Given all the great news about second-generation Epyc or more generally the Zen 2 architecture, as maybe this is more about Theadripper 3 . . . and assuming that Apple could have been one of those companies, like Google and HP, that AMD would have been willing to show its internal roadmaps . . . why would this not have been an ideal time to use AMD's platform for a modern workstation?

They would have immediately gotten so much. So much. The only apparent negatives would be AVX512, and some single-thread performance given how Apple is apparently cooling and clocking these particular Intel cpus.

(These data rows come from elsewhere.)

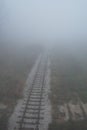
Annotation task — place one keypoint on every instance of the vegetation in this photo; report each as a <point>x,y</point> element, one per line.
<point>15,65</point>
<point>68,82</point>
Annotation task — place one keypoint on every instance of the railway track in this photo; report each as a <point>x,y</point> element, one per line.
<point>31,113</point>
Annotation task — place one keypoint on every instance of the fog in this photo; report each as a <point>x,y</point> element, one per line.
<point>43,21</point>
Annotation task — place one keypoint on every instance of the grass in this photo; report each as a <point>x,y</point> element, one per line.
<point>68,76</point>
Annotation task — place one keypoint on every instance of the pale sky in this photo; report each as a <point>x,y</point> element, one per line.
<point>44,19</point>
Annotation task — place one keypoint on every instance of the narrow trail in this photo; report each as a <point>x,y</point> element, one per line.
<point>33,112</point>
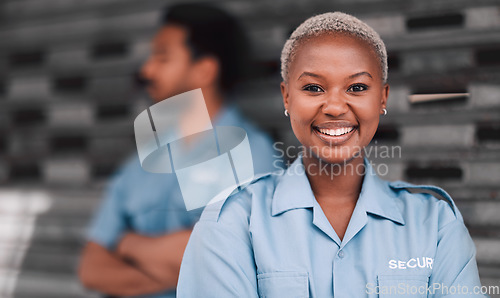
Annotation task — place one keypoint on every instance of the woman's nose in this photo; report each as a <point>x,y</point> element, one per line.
<point>334,105</point>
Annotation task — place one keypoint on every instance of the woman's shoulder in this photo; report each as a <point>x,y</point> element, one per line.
<point>424,201</point>
<point>240,204</point>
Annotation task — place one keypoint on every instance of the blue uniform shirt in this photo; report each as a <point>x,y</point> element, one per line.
<point>152,204</point>
<point>273,240</point>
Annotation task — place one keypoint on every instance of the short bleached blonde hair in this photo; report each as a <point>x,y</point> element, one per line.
<point>333,22</point>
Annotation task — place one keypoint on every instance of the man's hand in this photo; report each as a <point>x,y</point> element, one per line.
<point>105,272</point>
<point>159,257</point>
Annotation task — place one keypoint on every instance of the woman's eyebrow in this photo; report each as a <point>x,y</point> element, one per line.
<point>305,73</point>
<point>360,74</point>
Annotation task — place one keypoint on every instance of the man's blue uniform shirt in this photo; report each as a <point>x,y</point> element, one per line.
<point>152,204</point>
<point>273,240</point>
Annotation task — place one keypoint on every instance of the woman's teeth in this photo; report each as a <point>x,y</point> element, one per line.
<point>336,132</point>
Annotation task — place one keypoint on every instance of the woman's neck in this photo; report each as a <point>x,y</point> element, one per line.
<point>335,183</point>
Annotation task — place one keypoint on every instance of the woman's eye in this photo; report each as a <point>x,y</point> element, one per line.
<point>313,88</point>
<point>358,88</point>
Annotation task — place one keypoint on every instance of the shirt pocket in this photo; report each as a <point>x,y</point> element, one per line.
<point>402,285</point>
<point>283,284</point>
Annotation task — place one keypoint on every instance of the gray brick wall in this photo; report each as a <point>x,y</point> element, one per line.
<point>68,102</point>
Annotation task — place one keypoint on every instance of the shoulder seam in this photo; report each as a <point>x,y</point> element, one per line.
<point>432,190</point>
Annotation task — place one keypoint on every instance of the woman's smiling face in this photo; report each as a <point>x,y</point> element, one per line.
<point>334,94</point>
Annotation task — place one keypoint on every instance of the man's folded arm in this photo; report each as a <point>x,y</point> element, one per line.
<point>105,272</point>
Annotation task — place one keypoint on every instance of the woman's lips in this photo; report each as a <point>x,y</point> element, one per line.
<point>335,136</point>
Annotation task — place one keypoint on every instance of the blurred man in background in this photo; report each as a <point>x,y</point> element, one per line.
<point>138,236</point>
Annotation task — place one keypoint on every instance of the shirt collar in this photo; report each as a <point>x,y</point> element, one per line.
<point>294,191</point>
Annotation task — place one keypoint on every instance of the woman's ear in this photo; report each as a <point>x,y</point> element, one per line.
<point>385,95</point>
<point>284,94</point>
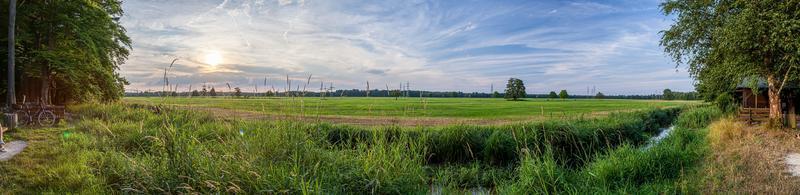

I cannot imagine Apple would introduce a new Mac Pro and think they can move this over to ARM any time soon . . . and Apple does not have an x86 license . . . so they are locked into an Intel platform that is guaranteed to substantially change already some time next year. Even then, you will not get the core counts and aggregate performance AMD already has now. It is not clear if Intel has decided to embrace PCIe 4.0 next year. And who knows what they will do with pricing.

It hope it cannot be as silly as not wanting to propagate the hackintosh community by avoiding support for modern AMD cpus . . . Is it Thunderbolt 3 licensing somehow?

I believe it’s to do with pro or high end production software being tested and / or certified for Xeon processors. Like AMDs Fire pro GPUs. But they aren’t tested for AMD processors I think.